Letters to the Editor

Photo of Baptist Church recalls special memories

To the Editor:

Memories flooded my mind when I saw the photo of the original Baptist Church on South Street, printed in last week’s paper.

It was this old edifice – a very fun place to explore! – that brought our family to Milford in 1967. My dad, Glen C. Bachelder, was called to serve as the minister, so our family of six relocated from Massachusetts to take up residence in the parsonage on Summer Street.

As the caption indicated, the large and inefficient building was costly to heat and repair, so it wasn’t long before a building program was insti­tuted, ultimately resulting in the con­struction of the new brick church on West Street. I was a young girl during this time, but I took great pleasure in observing all the efforts of the many men of the church who worked tirelessly along­side builder Chet Ryan to bring life to the new building, doing my small part by serving coffee and doughnuts. That old structure was razed in the early ’70s, and the bank was built in its place.

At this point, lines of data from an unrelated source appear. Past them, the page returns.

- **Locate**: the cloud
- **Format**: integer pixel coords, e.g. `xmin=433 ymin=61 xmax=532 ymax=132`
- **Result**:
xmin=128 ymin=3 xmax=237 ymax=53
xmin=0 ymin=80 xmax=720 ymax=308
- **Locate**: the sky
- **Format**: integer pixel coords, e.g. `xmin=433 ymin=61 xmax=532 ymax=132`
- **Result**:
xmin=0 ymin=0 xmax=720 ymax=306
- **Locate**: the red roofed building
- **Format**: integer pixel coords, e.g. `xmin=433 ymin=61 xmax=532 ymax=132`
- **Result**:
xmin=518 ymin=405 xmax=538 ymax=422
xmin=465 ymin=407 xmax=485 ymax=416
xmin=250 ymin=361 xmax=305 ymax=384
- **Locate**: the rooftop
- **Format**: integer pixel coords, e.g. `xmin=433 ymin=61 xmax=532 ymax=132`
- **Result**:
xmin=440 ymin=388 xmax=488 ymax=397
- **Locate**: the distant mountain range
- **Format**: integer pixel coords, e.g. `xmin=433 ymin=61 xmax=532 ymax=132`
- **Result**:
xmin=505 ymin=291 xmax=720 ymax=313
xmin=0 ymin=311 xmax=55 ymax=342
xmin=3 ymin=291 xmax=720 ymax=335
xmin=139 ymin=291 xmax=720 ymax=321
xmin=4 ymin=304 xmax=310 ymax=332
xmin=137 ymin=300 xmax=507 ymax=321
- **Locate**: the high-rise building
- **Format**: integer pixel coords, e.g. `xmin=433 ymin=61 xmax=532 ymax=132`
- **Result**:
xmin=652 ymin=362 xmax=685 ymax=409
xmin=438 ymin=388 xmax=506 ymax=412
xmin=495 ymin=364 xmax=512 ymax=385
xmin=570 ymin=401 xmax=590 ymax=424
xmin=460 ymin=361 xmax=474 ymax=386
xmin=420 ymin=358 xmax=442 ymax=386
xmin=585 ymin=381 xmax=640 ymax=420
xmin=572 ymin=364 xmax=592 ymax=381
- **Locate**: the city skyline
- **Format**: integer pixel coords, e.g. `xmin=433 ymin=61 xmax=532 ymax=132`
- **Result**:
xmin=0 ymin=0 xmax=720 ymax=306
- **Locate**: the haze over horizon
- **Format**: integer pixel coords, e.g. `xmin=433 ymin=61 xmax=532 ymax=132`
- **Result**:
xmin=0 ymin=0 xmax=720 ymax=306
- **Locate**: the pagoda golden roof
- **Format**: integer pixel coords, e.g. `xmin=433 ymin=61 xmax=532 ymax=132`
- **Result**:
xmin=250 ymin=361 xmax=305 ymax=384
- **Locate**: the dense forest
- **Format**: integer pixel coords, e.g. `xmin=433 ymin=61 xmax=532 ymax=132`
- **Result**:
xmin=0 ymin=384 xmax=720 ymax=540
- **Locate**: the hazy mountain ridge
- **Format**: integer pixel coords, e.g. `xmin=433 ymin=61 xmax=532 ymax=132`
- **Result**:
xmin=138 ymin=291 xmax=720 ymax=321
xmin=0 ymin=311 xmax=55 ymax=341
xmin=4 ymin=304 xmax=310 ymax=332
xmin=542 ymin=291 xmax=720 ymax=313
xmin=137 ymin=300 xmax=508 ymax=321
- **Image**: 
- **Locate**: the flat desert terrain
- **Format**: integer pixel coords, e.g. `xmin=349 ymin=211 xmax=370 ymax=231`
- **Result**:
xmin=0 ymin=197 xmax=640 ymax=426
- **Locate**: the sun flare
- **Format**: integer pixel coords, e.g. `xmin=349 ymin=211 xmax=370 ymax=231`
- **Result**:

In 2011, my dad was in a Manchester hospital, fighting to recover from double pneumonia. As it became evident his life was soon coming to an end, he was moved to a private room in the se­cluded end of a hallway. As we all were acclimat­ing ourselves to these surreal surroundings, I looked at the wall in the window alcove near his bed. There before me was a print of the old Baptist Church, taken from across Railroad Pond with the building and its original tall spire reflected so beautifully in the water.

Overcome with emo­tion, my heart was filled with a strong sense of God’s provision for all of us in that moment. I quickly whispered in Dad’s ear about this gift, perfectly placed for our family, and reassured him that he was surely well-cared for. Within hours, he was gone, yet we re­main overwhelmed at the peace we derived from seeing that special old church come full circle in his life.

Becky Bachelder Tripp

Amherst

Thank you for emergency care

To the Editor:

I write to extend my thanks to the Wilton Police and Wilton Ambu­lance for their response to my home on the eve­ning of Jan. 9.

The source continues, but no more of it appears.